Bij aanvang van de uitbating bleken er twee problemen te zijn. Enerzijds was er een te hoge vetbelasting (grotendeels afkomstig van de trucks) en anderzijds bleek de bestaande statische vetafscheiding een te laag afscheidingsrendement te hebben. Beide problemen gaven aanleiding tot een slecht lopende RWZI installatie.
De impact van deze vetten en oliën op de WZI’s zijn niet te onderschatten:
- negatieve invloed op de slibbezinking (hoge SVI);
- verhogen van de beluchtingsvraag en bijgevolg de energieverbruik (1 gram vet = 3 gram CZV);
- veroorzaken een drijflaag, met een verstoring van afbraak in de biologie tot gevolg;
- ontstaan van een hogere uitspoeling van zwevende stof, met visuele verstoring en geuroverlast tot gevolg.

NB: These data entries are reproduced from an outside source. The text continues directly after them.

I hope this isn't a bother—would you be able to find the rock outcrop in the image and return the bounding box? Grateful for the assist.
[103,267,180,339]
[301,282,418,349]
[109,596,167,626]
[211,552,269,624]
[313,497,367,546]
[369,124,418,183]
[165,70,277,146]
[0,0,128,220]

Het was dus noodzakelijk om de vetafscheidingslijn zo snel mogelijk en zo compleet mogelijk af te scheiden van de RWZI. De oplossing van Waterleau betreft een installatie bestaande uit
- Voorbehandeling: een speciale ‘vetcrusher’, een drum screen, met een ingebouwd lamellen compartiment, gecombineerd met zandafscheiding (foto 2),
- buffertank, geprefabriceerde coagulatie- en flocculatietanks en een pompput, vanwaar het geflocculeerde vet naar de DAF’s gepompt wordt (foto 3)
- twee Krofta-DAF’s, met geïntegreerde lamellen verdeling (foto 4)
Het afgescheiden vet wordt in afvoercontainers opgeslagen en het effluent water wordt in de middelste actief slibtanks van de 4 LUCAS©-lanen gevoerd zodat lage concentratie vetresten volledig afgebroken zijn voordat ze de bezinkingtank bereiken.
Hierna kan het effluent geloosd worden op de RWZ. Er werd ook een biofilter bijgeleverd om de vetgeuren te elimineren.